Table 5. Evaluation results of expectation–maximization clustering for biomedical documents.

Representations	Fowlkes–Mallows Score	Silhouette Coefficient	Adjusted Rand Index	Davies–Bouldin Score
BioBERT	0.6798	0.2762	0.3258	2.2121
Word2Vec	0.5339	0.2112	0.0875	4.8135
Glove	0.5573	0.2355	0.2216	3.8381
TF–IDF with PCA	0.4545	0.0752	0.0626	5.7447
TF–IDF with AE	0.5102	0.1118	0.0684	4.8371
BioWordVec	0.6356	0.2995	0.3055	1.9482

Following that, Word2Vec, TF–IDF with AE, and TF–IDF with PCA models were sorted in descending order of their EM clustering capabilities. Figure 6 depicts a chart of clustering models of biomedical documents for each of the evaluation metrics. The X-axis in these figures shows the adopted methods, while the Y-axis represents the utilized evaluation metrics. These diagrams show how the clustering results altered based on the vector representations and grouping algorithms. When the results of these multiple models were carefully examined, contextualized document representations from the pre-trained BioBERT outperformed feature-based Word2Vec, TF–IDF with PCA, TF–IDF with AE, and GloVe representations in terms of overall evaluation performance. Furthermore, not only BioBERT but also BioWordVec exceeded the competition, achieving computable results across all vector extraction techniques.

In terms of FM score, it is obvious that GMM-based clustering results outperformed k-means and EM clustering algorithms when aggregated with six distinct representations. Even when integrated with three clustering techniques, TF–IDF with PCA-based vector representations recorded the lowest FM score when compared to other vector representations. Following that, TF–IDF with AE, Word2Vec, and GloVe models showed somewhat higher FM scores. As can be noticed, representative vectors are critical for improving clustering accuracy.

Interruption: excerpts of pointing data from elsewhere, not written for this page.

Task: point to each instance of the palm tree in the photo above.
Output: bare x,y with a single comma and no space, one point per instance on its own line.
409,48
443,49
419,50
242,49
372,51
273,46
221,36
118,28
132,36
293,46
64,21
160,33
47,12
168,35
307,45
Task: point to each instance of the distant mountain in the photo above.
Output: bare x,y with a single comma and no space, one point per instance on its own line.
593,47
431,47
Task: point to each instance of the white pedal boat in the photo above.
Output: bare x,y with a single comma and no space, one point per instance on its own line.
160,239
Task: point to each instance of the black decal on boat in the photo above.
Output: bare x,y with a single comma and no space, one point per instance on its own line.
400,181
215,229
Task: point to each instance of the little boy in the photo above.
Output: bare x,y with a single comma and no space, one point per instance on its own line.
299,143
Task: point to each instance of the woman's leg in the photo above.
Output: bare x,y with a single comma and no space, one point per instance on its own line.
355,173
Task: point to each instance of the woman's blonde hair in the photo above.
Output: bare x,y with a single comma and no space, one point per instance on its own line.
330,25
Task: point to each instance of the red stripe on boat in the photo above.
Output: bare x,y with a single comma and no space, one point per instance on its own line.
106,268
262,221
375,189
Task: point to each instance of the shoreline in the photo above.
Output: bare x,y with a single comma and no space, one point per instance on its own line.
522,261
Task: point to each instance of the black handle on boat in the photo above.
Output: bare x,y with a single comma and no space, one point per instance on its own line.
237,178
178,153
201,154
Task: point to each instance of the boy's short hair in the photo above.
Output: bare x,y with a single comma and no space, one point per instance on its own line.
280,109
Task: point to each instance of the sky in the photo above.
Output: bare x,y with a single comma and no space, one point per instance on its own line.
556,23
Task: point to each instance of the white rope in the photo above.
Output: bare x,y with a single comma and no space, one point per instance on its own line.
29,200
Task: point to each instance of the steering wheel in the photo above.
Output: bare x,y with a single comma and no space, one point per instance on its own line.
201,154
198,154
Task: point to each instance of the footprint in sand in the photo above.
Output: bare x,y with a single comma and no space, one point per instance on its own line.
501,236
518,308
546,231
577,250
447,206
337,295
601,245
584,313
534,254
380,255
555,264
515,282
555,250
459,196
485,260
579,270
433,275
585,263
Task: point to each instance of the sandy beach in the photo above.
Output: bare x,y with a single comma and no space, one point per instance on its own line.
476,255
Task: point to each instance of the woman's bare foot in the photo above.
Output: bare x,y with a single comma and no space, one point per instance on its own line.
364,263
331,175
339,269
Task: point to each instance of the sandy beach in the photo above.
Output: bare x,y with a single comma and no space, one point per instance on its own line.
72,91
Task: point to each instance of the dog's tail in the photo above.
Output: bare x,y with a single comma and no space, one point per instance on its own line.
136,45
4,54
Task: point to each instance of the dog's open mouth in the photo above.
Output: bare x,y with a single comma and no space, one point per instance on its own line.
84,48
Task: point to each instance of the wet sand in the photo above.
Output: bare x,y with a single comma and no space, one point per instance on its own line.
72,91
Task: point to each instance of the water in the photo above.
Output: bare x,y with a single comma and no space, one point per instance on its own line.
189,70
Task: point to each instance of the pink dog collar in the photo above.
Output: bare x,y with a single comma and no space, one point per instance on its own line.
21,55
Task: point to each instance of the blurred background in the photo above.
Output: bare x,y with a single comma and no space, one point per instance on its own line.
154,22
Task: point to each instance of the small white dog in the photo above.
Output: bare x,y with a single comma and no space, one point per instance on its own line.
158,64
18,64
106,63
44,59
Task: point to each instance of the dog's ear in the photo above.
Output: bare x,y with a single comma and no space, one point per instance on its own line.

For SC analysis, the GMM clustering model integrated with BioWordVec and BioBERT contextualized embeddings identified as a promising combination of clustering models for biomedical documents. On the other hand, TF–IDF vectors achieved the lowest SC. In addition, when compared to the PCA model, the TF–IDF with AE-based vectors with k-means and EM had better SCs of 0.0867 and 0.1118, respectively. Remarkably, the TF–IDF with AE vectors combined with the GMM model behaved 0.0476 times worse than the TF–IDF with PCA-based GMM. With regard to the ARI, our proposed GMM demonstrated the best biomedical document clustering ability when equipped with BioBERT. Among the compared clustering algorithms, the k-means clustering algorithm provided computable results with GMM. Most TF–IDF vector-based models remained the worst, but the TF–IDF with AE-based k-means model performed well, with an ARI of 0.2758, which was a significantly higher score than other TF–IDF vector-based representations. Therefore, when compared to non-contextualized vector representation models, GloVe-based models were recognized as an acceptable model in terms of ARI.

According to the DB score, the lowest values indicate better clustering effort. Thus, our proposed GMM-based clustering framework incorporated with BioBERT achieved a remarkably significant score of 1.6849. It should be highlighted that the BioBERT-based k-means clustering model produced computable findings and was ranked second in this experimental investigation of biomedical literature clustering. Considering the clustering techniques utilized in our investigation, EM achieved the worst DB scores.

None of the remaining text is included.